Please I need HELP with the calculations for the Experiment: Determination of Mn
ID: 926563 • Letter: P
Question
Please I need HELP with the calculations for the Experiment: Determination of Mn and Fe in Dog Food by Atomic Absorption Spectrometry.
Use the mean Absorbance from the triplicate readings for each concentration obtained from the AA as the final Absorbance (A) value to construct the MOSA calibration curve – one for Mn and one for Fe. Give equation and R2 value for each. From these calibration curves find the ppm (microgram/mL) concentrations, in the final solution, of Fe and Mn originated in the food sample.
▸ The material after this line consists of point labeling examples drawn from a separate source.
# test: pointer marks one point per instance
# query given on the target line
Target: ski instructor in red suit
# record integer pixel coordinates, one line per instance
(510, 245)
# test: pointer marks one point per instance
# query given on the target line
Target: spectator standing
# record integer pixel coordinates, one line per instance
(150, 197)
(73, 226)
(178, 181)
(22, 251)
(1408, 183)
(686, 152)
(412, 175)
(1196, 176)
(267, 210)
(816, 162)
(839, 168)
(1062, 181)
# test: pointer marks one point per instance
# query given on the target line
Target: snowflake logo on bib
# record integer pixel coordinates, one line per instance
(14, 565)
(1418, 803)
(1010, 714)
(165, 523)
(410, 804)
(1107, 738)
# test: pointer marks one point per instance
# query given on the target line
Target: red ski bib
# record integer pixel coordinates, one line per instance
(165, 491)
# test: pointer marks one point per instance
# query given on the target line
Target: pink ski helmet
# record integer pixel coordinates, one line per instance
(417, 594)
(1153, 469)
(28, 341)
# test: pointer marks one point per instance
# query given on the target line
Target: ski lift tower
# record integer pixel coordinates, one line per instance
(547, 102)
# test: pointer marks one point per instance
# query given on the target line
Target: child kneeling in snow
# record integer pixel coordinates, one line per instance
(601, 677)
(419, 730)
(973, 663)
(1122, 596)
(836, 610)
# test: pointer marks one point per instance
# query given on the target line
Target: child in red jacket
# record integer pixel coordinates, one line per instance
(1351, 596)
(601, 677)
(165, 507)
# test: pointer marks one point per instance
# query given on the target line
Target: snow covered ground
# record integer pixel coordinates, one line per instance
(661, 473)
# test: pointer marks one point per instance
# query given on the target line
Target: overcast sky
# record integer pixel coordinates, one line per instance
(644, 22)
Then convert these concentrations to their corresponding ppm concentrations in the original dry food sample.
I have calculated the Mn and Fe in concentrations in Fe in final solutions, but I am having trouble converting them into ppm concentrations in original dry food samples.
Solution:
From the Calibration curve of ppm of Mn vs absorbance: y = 0.0406x + 0.0179 R2 = 0.9983
Let y = 0 Then: x = -b/m = - 0.0179/0.0406 = 0.441 ppm = [Mn] in the final solution originated in the food sample.
While from the calibration curve of ppm of Fe vs absobance y = 0.0092x + 0.0137 R2 = 0.9976
Let y = 0 Then: x = -b/m = - 0.0137/0.0092 = 1.49 ppm = [Fe] in final solution originated in the food sample.
The dog food sample initial mass was 1.5015g.
Thank you
Explanation / Answer
You have not mentioned your experimental details.
But here is what you should do to calculate the concentation in original sample
The final solution concentration x volume = moles of Fe
you do the same for Mn = moles of Mn
Now the volume of intial solution in which the sample was dissolved must be given.
divide the moles of Mn and Fe you have with the volume of original solution
This will give you concentration of Fe and Mn in original sample.
Make sure you account for any unit change at all possible steps of calculation.